集合論は,数学と超数学の間での視点の移動を繰り返しながら議論を進める,という旧来の数学ではほとんど例のない思考の様式を修得してゆくことになり,その研究の対象も,相対的独立性,無矛盾性の強さ (consistency strength)など,理解する上で超数学の視点が不可欠な概念に関連するものに,焦点が向けられるようになってくる.
現代では [Kunen 1980] や,[Jech 2001/2006] をはじめとしてスタンダードな集合論の教科書が整備されているので,数学者にとって,必要なら現代的な集合論は独習が容易であろう,と思われがちであるが,数理論理学と数学の融合という旧来の数学では見られない集合論の立ち位置のため,実際には,これはきわめて難しいことのようである.
日本で山のように出版されている微積の教科書に目を通してみると,現代の数学者の中にも,εδ-論法の理解がかなり怪しい人も含まれていたりすること
が見えてくるが,このことも,前節の最後で述べたような集合論的数学での状況との類似が感じられる.
第1節の初めの方でも既に注意したようにカントルの集合論研究の結果は,「集合論のパラドックス」として知られている見かけ上の矛盾と抵触せず,公理的集合論の枠組みの中に厳密に再現することができるのだが,同じように,ライプニッツの無限小の扱いも,non-standard analysis の枠組みで ε-δ 論法に翻案するよりずっと直訳的に厳密な再構成ができることから,(少なくとも明かな) 矛盾は含まない議論となっていたことが (20 世紀の中葉になって) 確かめられている.
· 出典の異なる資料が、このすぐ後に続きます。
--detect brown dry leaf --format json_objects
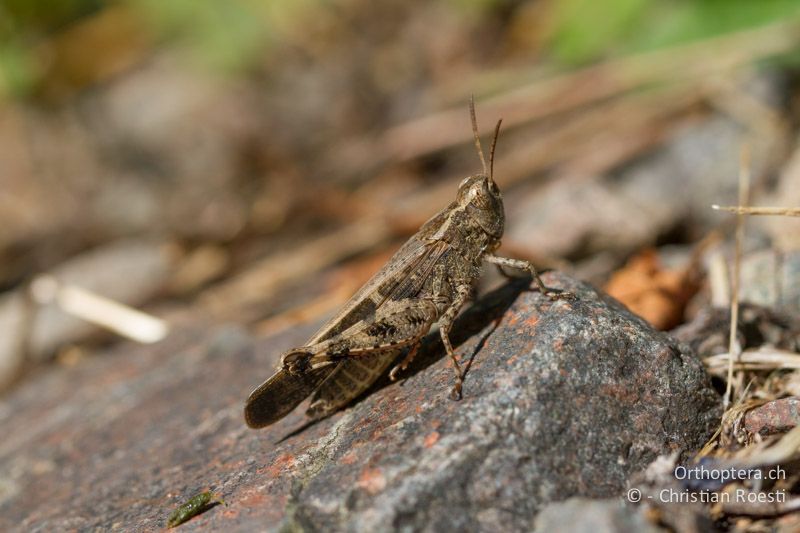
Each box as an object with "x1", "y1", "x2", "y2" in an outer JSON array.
[{"x1": 605, "y1": 248, "x2": 698, "y2": 330}]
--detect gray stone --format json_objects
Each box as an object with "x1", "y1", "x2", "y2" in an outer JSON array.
[{"x1": 0, "y1": 273, "x2": 720, "y2": 531}]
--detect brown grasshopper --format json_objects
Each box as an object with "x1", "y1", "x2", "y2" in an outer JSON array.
[{"x1": 244, "y1": 100, "x2": 573, "y2": 428}]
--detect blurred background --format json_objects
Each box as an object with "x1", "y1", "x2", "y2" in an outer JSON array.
[{"x1": 0, "y1": 0, "x2": 800, "y2": 391}]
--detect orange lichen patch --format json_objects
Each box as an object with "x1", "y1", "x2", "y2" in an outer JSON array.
[
  {"x1": 605, "y1": 249, "x2": 699, "y2": 330},
  {"x1": 422, "y1": 431, "x2": 439, "y2": 448},
  {"x1": 524, "y1": 315, "x2": 539, "y2": 328},
  {"x1": 358, "y1": 468, "x2": 386, "y2": 494}
]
歴史的な発展を経て最終的な公理系として定式化された集合論の公理系を論じるとき,公理をどの体系でどう書き下すか (といってもたとえば ZF や ZFC は無限個の公理を持つので,実際に全部を書き下すことはできないわけなのだが*12)という問題のみに着目されることが多いように思える.しかし,ここで,より重要なのは,この集合論の公理化によって,公理系 (ZFC にしろ,NBGC にしろ) が,“完全な” 推論の体系を持つ形式論理 (一階の述語論理) の上に構築されたことであろう.したがって,この定式化とともに,集合論 (あるいは言葉を変えれば,全数学) で証明できる定理とは何なのかが,はじめて厳密に規定されたことになる.